Why Levadex approval is a high probability event. The FDA raised no issues regarding safety or efficacy in the 2012 CRL, and Levadex’s inhaled administration route should not be a concern for investors. In December 2012, the FDA approved Alexza Pharmaceuticals’ (NASDAQ:ALXA) Adasuve, an inhaled reformulation of loxapine approved for the acute treatment of agitation associated with schizophrenia or bipolar disorder. The Levadex clinical development program was a comprehensive program under Section 505(b)(2) of the Federal Food, Drug and Cosmetic Act (FFDCA) that evaluated the efficacy, safety, pharmacokinetics and pharmacodynamics of Levadex in approximately 1,000 patients across nine trials. No drug-related serious adverse events have been reported in trials, and efficacy results are telling:
In the efficacy portion of the pivotal Phase 3 FREEDOM-301 clinical trial, Levadex met all four primary endpoints, showing statistically significant improvement in pain relief (p<0.0001), freedom from phonophobia (sensitivity to sound) (p<0.0001), freedom from photophobia (sensitivity to light) (p<0.0001) and freedom from nausea (p=0.02) as reported two hours after dosing. Additional endpoints showed that Levadex provided rapid pain relief in 30 minutes and sustained pain relief for up to 48 hours after dosing. MAPP completed a 12 month open-label safety extension of the FREEDOM 301 trial, which evaluated lung function and cardiovascular parameters, during which approximately 9,500 headaches were treated and over 250 subjects completed 12 months of exposure. There were no mean decreases in lung function, as measured by spirometry, between the Levadex and placebo groups. There were no drug-related serious adverse events reported in the trial.

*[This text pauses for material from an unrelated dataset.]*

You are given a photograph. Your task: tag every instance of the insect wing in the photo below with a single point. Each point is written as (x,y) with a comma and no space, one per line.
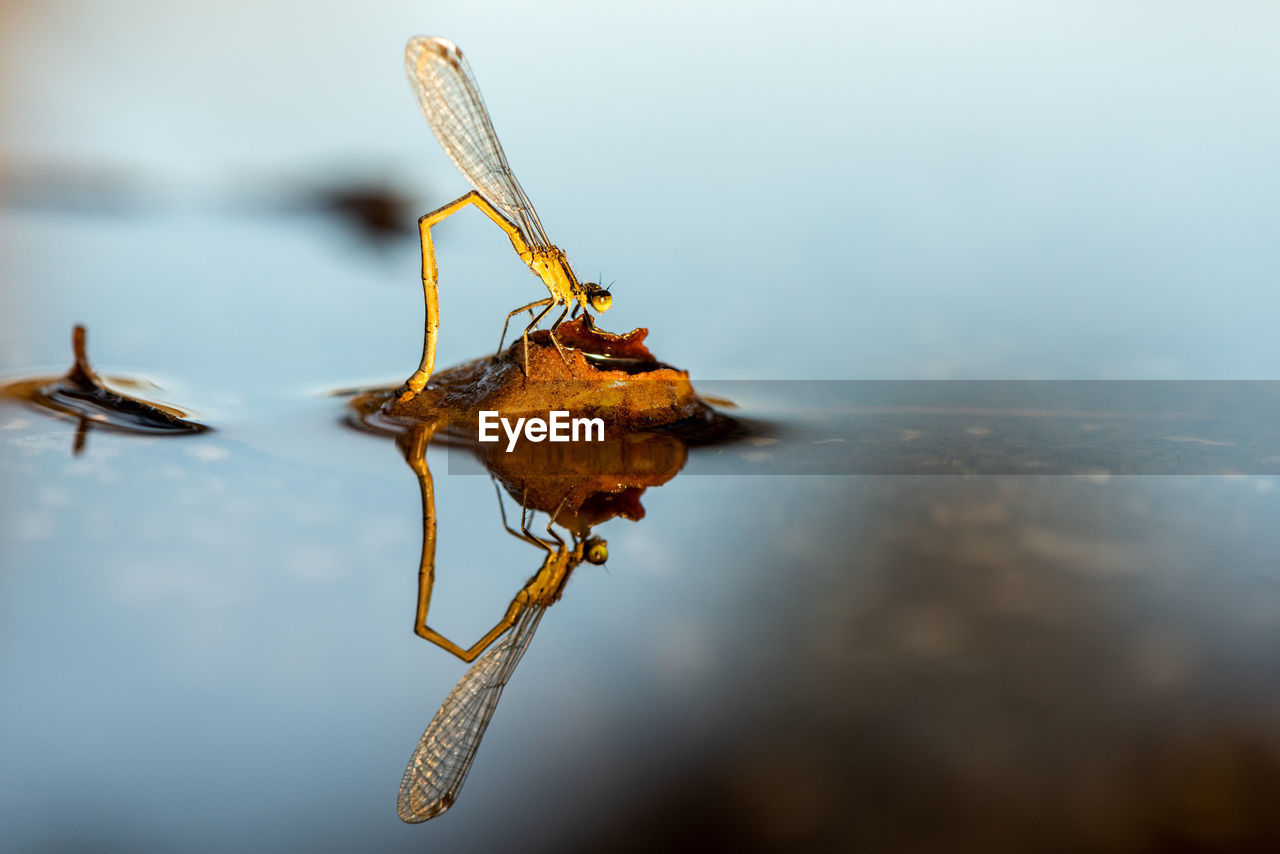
(448,94)
(443,757)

MAPP completed additional clinical pharmacology trials that included a pharmacokinetic (PK) trial in smokers, a pharmacodynamics (PD) trial evaluating pulmonary artery pressure using echocardiogram, a thorough QT trial, a PK trial in asthmatics, and a drug-drug interaction trial.
In regards to the CRL issues, MAPP took the following actions to resolve FDA’s concerns:
- Chemistry, Manufacturing and Controls (CMC) Issues: Responded to FDA comments on the commercial product specifications; submitted data analyses to justify and support the process controls. In addition, expanded fling with 24 month stability data
- Third Party Manufacturer Inspection Observations: Third party provided responses to observations and corrective actions have been completed.
- Inhaler Usability Info: Provided additional information on patient experience related to inhaler usability from the existing clinical data set to augment previously provided information. The clinical program evaluated Levadex in over 10,000 migraines from approximately 1000 patients
All concerns raised by the FDA appear to have been well-addressed by MAP, and the impressive efficacy, safety, and tolerability of Levadex are indicative of an FDA approval in April. While there is no absolute guarantee, manufacturing CRLs represent the lower end of the PDUFA risk spectrum. Additionally, DHE is a small molecule, not a biologic, suggesting a much greater chance of approval.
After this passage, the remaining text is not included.